LE MINISTRE JAPONAIS
DU COMMERCE EXTÉRIEUR

Article publié exclusivement sur Internet avec la Lettre n° 347
du 10 décembre 2012


LE MINISTRE JAPONAIS DU COMMERCE EXTÉRIEUR de Murray Schisgal. Mise en scène Stéphane Valensi avec Marc Berman, Bartholomew Boutellis, William Edimo, Nathalie Grauwin, Daniel Kenigsberg, Nathalie Lacroix, Mathieu Marie, Ariane Pawin, Juliette Savary, Marc Shapira.
Duckpond… tout un programme ! ça barbote, ça grenouille, ça cancane, ça complote…et finalement ça se noie ! Quand les hasards de l'escroquerie à la petite semaine rencontrent la pusillanimité et la cupidité des édiles d'une petite ville de ploucs, la vanité et les appétits divers et avariés concourent à une mystification bien méritée et fort joyeuse pour le spectateur.

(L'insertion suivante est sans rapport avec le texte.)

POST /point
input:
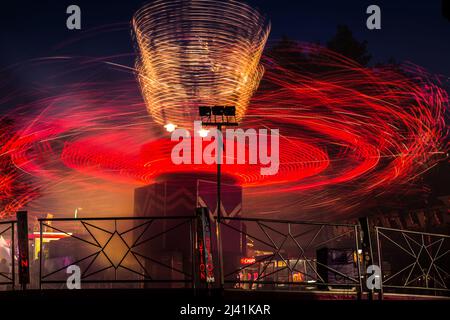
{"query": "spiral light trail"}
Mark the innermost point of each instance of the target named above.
(198, 52)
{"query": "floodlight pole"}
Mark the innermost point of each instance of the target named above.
(220, 147)
(219, 213)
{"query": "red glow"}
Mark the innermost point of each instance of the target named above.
(346, 135)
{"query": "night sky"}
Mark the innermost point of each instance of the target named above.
(413, 31)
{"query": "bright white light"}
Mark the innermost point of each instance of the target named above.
(170, 127)
(203, 133)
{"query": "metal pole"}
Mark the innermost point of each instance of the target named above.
(218, 236)
(193, 239)
(13, 248)
(380, 293)
(357, 262)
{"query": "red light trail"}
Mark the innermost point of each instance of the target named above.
(348, 135)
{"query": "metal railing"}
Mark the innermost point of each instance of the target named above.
(118, 252)
(292, 255)
(7, 253)
(413, 262)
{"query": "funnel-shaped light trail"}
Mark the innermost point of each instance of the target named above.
(198, 52)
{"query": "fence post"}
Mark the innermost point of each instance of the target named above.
(380, 293)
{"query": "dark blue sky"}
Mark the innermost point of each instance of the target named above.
(411, 30)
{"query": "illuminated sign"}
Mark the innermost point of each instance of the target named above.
(247, 260)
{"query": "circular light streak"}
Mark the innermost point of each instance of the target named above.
(195, 53)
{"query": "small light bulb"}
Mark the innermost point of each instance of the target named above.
(170, 127)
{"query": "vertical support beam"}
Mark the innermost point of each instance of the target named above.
(24, 260)
(380, 293)
(40, 254)
(360, 290)
(13, 251)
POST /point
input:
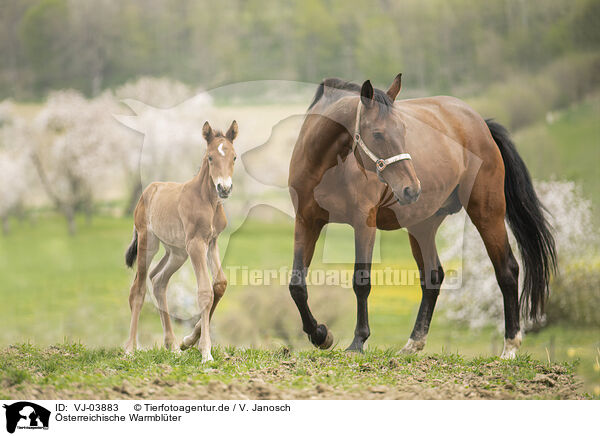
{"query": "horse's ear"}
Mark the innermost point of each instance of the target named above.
(395, 87)
(366, 93)
(232, 132)
(207, 132)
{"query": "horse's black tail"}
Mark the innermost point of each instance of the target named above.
(131, 253)
(525, 215)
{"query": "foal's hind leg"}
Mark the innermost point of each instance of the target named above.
(175, 258)
(147, 248)
(364, 239)
(197, 249)
(422, 244)
(305, 238)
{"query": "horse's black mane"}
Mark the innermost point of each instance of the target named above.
(385, 103)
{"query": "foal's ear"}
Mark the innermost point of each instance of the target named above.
(395, 87)
(232, 132)
(366, 93)
(207, 132)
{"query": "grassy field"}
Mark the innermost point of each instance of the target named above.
(55, 289)
(568, 148)
(74, 371)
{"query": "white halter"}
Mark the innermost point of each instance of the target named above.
(381, 164)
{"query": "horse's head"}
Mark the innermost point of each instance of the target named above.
(220, 155)
(383, 134)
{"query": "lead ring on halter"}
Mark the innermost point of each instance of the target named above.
(380, 164)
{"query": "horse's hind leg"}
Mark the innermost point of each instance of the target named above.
(364, 239)
(489, 221)
(147, 248)
(422, 244)
(305, 238)
(174, 259)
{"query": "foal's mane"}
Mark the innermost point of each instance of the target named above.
(333, 83)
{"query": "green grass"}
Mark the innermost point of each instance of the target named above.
(75, 371)
(55, 287)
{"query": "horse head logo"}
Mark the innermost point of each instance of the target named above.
(26, 415)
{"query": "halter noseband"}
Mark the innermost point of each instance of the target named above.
(380, 164)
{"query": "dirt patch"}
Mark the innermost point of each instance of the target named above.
(426, 378)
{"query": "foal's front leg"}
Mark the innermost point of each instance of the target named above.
(197, 249)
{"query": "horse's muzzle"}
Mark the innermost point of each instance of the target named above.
(223, 191)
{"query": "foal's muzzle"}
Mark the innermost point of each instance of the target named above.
(224, 191)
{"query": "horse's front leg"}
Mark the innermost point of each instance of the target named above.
(305, 238)
(422, 243)
(197, 250)
(364, 239)
(219, 279)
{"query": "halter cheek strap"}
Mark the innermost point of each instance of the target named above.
(380, 164)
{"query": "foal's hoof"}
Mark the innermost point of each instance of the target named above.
(322, 338)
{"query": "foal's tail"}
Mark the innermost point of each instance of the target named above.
(131, 253)
(525, 215)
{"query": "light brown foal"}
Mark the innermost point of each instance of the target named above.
(187, 218)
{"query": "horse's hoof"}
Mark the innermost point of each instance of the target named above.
(412, 347)
(328, 342)
(354, 349)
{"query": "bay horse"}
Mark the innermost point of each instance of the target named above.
(364, 159)
(187, 218)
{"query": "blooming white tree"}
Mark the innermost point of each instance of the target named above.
(77, 148)
(15, 166)
(478, 301)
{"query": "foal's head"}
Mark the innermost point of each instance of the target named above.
(384, 133)
(220, 155)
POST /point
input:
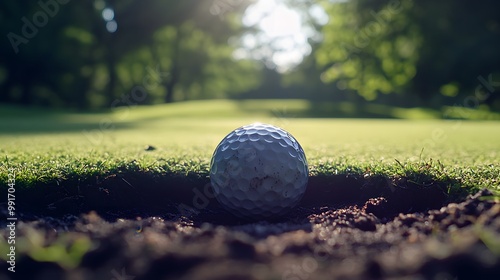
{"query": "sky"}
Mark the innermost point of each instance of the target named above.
(283, 40)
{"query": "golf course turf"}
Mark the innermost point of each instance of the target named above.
(105, 193)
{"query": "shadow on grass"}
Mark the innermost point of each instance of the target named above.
(189, 197)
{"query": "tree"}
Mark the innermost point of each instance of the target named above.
(425, 48)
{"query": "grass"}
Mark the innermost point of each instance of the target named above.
(64, 148)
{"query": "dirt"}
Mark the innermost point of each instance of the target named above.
(398, 234)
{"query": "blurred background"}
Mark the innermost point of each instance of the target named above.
(353, 58)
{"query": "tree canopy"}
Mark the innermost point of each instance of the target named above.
(90, 54)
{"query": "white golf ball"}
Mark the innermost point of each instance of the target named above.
(259, 171)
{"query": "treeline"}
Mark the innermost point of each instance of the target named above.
(90, 54)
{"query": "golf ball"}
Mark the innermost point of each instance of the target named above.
(258, 171)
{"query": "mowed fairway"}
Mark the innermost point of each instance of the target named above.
(46, 146)
(128, 191)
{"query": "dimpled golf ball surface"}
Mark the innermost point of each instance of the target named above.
(259, 171)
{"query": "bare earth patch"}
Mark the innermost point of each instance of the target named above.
(365, 240)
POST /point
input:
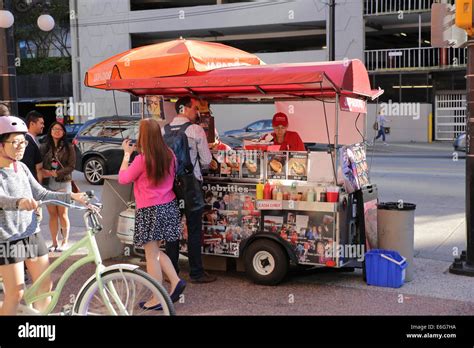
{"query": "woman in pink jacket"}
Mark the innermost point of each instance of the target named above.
(157, 217)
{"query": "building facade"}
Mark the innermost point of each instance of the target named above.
(392, 37)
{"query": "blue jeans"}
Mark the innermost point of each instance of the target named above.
(381, 133)
(194, 225)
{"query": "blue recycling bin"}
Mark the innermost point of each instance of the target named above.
(385, 268)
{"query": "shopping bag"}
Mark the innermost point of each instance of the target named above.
(74, 187)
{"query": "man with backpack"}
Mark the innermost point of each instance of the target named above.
(199, 156)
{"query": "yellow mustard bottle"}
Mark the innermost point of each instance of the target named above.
(260, 187)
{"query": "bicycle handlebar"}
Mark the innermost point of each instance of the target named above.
(94, 207)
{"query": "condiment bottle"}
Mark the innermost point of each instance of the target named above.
(279, 195)
(267, 191)
(260, 188)
(275, 192)
(323, 196)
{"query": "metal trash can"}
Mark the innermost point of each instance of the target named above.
(395, 230)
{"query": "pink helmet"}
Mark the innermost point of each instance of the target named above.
(12, 124)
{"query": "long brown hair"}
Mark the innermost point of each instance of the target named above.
(158, 156)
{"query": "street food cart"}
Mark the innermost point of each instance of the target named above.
(270, 209)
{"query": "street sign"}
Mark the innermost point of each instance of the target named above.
(464, 15)
(444, 32)
(395, 54)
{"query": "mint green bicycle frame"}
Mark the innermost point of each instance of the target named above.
(32, 294)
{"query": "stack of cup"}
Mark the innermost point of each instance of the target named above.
(332, 194)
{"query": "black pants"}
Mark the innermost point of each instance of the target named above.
(194, 225)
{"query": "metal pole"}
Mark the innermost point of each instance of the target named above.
(464, 265)
(336, 138)
(332, 30)
(8, 90)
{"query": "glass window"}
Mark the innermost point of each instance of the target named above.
(268, 124)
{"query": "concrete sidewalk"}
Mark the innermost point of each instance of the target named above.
(412, 149)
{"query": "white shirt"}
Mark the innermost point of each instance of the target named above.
(381, 120)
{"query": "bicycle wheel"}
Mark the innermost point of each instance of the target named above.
(131, 287)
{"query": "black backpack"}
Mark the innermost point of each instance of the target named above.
(177, 140)
(187, 188)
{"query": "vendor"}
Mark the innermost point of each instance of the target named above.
(288, 140)
(218, 144)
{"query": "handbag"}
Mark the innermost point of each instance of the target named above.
(188, 191)
(74, 187)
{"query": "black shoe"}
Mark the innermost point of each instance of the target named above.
(205, 278)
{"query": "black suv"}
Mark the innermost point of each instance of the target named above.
(98, 145)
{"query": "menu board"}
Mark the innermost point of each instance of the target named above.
(298, 166)
(354, 167)
(252, 164)
(231, 165)
(215, 165)
(277, 165)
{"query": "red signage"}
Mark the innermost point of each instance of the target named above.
(353, 104)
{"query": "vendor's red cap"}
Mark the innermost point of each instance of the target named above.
(280, 119)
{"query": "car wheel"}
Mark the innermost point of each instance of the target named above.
(94, 170)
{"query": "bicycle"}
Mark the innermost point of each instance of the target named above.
(112, 290)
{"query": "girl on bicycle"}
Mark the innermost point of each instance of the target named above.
(21, 242)
(157, 217)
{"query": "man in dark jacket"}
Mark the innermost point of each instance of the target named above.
(32, 157)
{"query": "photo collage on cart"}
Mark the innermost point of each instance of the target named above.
(229, 217)
(310, 234)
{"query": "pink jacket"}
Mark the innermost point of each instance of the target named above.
(147, 194)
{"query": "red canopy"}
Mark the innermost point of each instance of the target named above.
(277, 81)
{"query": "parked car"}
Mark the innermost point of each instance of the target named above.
(71, 130)
(232, 142)
(252, 131)
(98, 145)
(460, 142)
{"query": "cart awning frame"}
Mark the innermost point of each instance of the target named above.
(256, 83)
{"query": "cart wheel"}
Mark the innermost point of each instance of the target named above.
(266, 262)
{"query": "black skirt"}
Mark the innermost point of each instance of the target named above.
(156, 223)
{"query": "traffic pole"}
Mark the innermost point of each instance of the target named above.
(332, 30)
(464, 265)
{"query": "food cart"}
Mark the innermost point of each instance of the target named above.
(318, 208)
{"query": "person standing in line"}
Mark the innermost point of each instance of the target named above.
(20, 236)
(4, 110)
(187, 111)
(32, 157)
(157, 217)
(381, 121)
(59, 160)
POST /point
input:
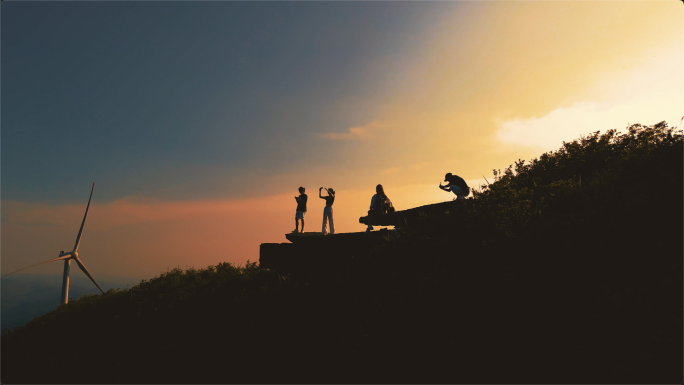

Comment, en effet, se prendre d'une quelconque commisération pour ce maire endetté et assoiffé d'un pouvoir au petit pied, et ses acolytes ? La juge est irrémédiablement poivrote, l'égoïsme du médecin n'a d'égal que sa rapacité, la veulerie du policier est à l'aune de son désir insatisfait de faire accepter sa négritude. L'épouse de l'édile est une espèce de dinde décorée comme un arbre de Noël, sa fille se prend pour une passionaria féministe et elle se voit courtisée par les Dupond-Dupont, deux frères à la solde du maire, avant de bêler aux promesses du séducteur aviné.
La basse-cour caquète donc dans l'image d'Epinal, à la perspective de recevoir, -en toute discrétion…-, le Nippon mandaté qui ne manquera évidemment pas de distribuer subsides et prébendes. Et quel Nippon ! Un acteur raté et sa compagne, fauchés et matois, qui profiteront de l'aubaine pour se refaire une petite santé. Ils éructent un japonais de caricature, promettent le paradis du soleil levant, avant de se carapater… à l'anglaise.
Derrière cette farce jubilatoire se profile une cruauté réaliste fondée sur l'observation, sans une ride, des petitesses et mesquineries propres à la nature humaine, toutes époques confondues. Nicolas Gogol revisité par Murray Schisgal américain contemporain. Si le Revizor russe d'il y a presque deux siècles fit grincer les pouvoirs en place, le thème corrosif en est toujours d'actualité. Et les ridicules sombreront immanquablement dans les désillusions et la nuit qui s'étiole sans embellie.
La mise en scène est portée par des acteurs en grande verve et inventivité, qui s'agitent, courent, s'invectivent, s'épient, se répandent, entre les étages, celui-ci, public, des flagorneries, complots et ripailles, celui-là, intime, de la chambre où se révèle l'escroquerie. Farce et force resteront à l'extinction des rêves, à la destruction des châteaux en … Japon. Pour le plus sain rire des spectateurs. Théâtre 13 /Jardin 13. A.D.